Comparing the test statistic to a critical value. You calculate a chi-square statistic from your data, then look up the critical value in a chi-square distribution table using your degrees of freedom and alpha level. If your statistic exceeds that threshold, you reject the null hypothesis. At alpha = 0.05, the critical values for the most common degrees of freedom are:

1 degree of freedom: 3.84
2 degrees of freedom: 5.99
3 degrees of freedom: 7.82
4 degrees of freedom: 9.49

If your chi-square statistic is, say, 6.2 with 1 degree of freedom, that’s above 3.84, so you reject the null hypothesis.

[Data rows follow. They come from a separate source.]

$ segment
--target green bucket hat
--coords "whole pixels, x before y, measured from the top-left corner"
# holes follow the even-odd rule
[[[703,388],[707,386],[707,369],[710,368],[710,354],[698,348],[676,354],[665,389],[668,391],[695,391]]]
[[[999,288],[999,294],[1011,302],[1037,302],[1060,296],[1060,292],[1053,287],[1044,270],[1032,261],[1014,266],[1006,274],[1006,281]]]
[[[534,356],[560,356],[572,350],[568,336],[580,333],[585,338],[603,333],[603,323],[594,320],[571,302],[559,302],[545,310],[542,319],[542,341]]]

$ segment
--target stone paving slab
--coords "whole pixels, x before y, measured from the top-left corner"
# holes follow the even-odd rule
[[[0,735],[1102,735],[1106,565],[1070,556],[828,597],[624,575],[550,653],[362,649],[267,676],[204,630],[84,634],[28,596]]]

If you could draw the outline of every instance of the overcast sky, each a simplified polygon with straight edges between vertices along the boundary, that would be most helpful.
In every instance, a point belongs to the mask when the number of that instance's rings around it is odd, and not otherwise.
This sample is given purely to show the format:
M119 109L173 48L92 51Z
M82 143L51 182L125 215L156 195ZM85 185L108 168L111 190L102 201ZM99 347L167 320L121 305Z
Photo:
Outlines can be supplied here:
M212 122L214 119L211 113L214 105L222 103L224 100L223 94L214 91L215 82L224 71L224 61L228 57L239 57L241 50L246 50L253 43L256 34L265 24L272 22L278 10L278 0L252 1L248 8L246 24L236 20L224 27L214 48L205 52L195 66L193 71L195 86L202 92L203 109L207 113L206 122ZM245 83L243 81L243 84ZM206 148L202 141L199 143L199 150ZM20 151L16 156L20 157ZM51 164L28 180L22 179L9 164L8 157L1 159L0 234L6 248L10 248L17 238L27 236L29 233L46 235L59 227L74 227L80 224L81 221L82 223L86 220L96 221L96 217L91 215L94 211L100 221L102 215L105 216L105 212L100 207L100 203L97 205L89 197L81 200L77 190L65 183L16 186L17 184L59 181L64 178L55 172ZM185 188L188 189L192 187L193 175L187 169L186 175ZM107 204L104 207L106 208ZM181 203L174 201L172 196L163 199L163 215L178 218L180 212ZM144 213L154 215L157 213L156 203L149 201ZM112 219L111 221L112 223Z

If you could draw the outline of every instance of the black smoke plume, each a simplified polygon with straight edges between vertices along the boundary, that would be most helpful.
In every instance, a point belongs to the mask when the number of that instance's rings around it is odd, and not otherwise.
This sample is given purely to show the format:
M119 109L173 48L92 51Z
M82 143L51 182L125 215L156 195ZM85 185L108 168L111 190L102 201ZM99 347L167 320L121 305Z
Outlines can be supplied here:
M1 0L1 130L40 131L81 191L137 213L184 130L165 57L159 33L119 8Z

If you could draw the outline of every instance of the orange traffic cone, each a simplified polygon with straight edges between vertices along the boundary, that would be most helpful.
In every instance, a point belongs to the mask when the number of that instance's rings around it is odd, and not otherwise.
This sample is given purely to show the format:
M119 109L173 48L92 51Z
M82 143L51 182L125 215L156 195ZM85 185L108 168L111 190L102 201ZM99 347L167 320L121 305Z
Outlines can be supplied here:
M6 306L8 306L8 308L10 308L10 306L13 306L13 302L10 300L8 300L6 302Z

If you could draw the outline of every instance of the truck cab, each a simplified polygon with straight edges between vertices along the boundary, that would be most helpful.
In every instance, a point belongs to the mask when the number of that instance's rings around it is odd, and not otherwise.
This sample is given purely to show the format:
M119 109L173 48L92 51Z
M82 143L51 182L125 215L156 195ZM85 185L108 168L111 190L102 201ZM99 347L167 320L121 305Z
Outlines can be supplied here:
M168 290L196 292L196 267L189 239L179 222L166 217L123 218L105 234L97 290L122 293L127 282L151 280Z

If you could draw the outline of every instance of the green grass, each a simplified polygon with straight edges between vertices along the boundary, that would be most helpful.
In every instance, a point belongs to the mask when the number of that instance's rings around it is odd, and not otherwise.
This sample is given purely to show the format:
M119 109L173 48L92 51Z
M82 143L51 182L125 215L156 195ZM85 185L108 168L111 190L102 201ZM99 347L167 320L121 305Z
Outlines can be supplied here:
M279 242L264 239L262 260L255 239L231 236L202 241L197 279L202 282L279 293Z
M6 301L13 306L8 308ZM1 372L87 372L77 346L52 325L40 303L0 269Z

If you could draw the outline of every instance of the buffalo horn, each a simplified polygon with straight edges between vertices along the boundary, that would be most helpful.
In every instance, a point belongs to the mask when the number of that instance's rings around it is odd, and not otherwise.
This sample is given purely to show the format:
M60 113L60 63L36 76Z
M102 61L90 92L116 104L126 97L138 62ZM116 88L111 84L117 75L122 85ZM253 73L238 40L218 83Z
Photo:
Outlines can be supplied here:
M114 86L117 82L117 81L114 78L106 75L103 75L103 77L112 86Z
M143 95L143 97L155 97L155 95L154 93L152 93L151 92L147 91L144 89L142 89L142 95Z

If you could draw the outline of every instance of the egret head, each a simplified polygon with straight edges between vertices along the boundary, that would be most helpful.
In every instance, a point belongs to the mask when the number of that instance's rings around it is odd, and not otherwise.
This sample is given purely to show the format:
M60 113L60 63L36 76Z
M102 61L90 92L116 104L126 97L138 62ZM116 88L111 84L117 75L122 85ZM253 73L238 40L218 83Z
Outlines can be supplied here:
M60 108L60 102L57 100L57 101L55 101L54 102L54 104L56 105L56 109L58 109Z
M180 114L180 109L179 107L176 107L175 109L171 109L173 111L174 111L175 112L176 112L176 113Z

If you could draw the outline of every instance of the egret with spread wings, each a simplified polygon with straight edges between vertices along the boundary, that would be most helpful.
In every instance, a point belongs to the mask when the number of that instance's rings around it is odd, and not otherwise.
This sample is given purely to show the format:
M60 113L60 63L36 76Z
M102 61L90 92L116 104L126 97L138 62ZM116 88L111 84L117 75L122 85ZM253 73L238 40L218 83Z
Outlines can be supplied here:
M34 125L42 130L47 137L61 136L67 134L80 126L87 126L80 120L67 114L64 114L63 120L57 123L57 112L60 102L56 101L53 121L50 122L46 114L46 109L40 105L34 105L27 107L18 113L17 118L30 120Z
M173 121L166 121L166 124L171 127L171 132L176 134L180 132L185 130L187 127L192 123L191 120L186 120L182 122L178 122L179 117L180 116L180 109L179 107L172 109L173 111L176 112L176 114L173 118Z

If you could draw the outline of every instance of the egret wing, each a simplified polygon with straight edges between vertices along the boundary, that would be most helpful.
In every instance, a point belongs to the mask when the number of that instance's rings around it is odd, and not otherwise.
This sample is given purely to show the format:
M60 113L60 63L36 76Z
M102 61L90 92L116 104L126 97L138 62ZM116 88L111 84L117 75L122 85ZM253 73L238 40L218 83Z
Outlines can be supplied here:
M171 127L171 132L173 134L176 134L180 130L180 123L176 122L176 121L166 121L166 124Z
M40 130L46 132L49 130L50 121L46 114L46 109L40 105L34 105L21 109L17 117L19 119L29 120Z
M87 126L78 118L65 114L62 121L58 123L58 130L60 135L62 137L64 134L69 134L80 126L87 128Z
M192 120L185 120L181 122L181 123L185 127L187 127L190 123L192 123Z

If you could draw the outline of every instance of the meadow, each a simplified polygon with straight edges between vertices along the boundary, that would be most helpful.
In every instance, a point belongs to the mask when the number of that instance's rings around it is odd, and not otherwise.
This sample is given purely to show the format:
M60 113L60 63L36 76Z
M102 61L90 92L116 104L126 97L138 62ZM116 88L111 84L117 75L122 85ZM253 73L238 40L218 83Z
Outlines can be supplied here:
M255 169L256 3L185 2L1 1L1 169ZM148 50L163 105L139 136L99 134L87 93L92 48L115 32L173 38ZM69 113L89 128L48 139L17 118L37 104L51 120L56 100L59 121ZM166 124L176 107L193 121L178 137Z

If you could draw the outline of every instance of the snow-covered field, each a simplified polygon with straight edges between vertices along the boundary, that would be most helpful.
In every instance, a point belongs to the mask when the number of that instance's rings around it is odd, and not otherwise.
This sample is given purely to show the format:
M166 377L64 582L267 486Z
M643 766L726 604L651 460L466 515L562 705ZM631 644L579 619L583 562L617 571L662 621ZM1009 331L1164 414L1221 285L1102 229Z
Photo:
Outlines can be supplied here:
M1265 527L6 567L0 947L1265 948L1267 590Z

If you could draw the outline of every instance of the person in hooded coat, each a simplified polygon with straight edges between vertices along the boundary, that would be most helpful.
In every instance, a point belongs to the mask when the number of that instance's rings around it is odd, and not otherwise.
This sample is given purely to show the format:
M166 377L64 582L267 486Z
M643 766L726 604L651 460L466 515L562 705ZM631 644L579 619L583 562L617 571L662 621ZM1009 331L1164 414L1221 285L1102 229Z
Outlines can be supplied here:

Comparing the p-value to alpha. The p-value tells you the probability of seeing results as extreme as yours (or more extreme) if the null hypothesis were actually true. When that probability drops below your alpha level (typically 0.05), you reject the null. A p-value of 0.03 means there’s only a 3% chance the data would look this way under the null hypothesis, which falls below the 5% threshold.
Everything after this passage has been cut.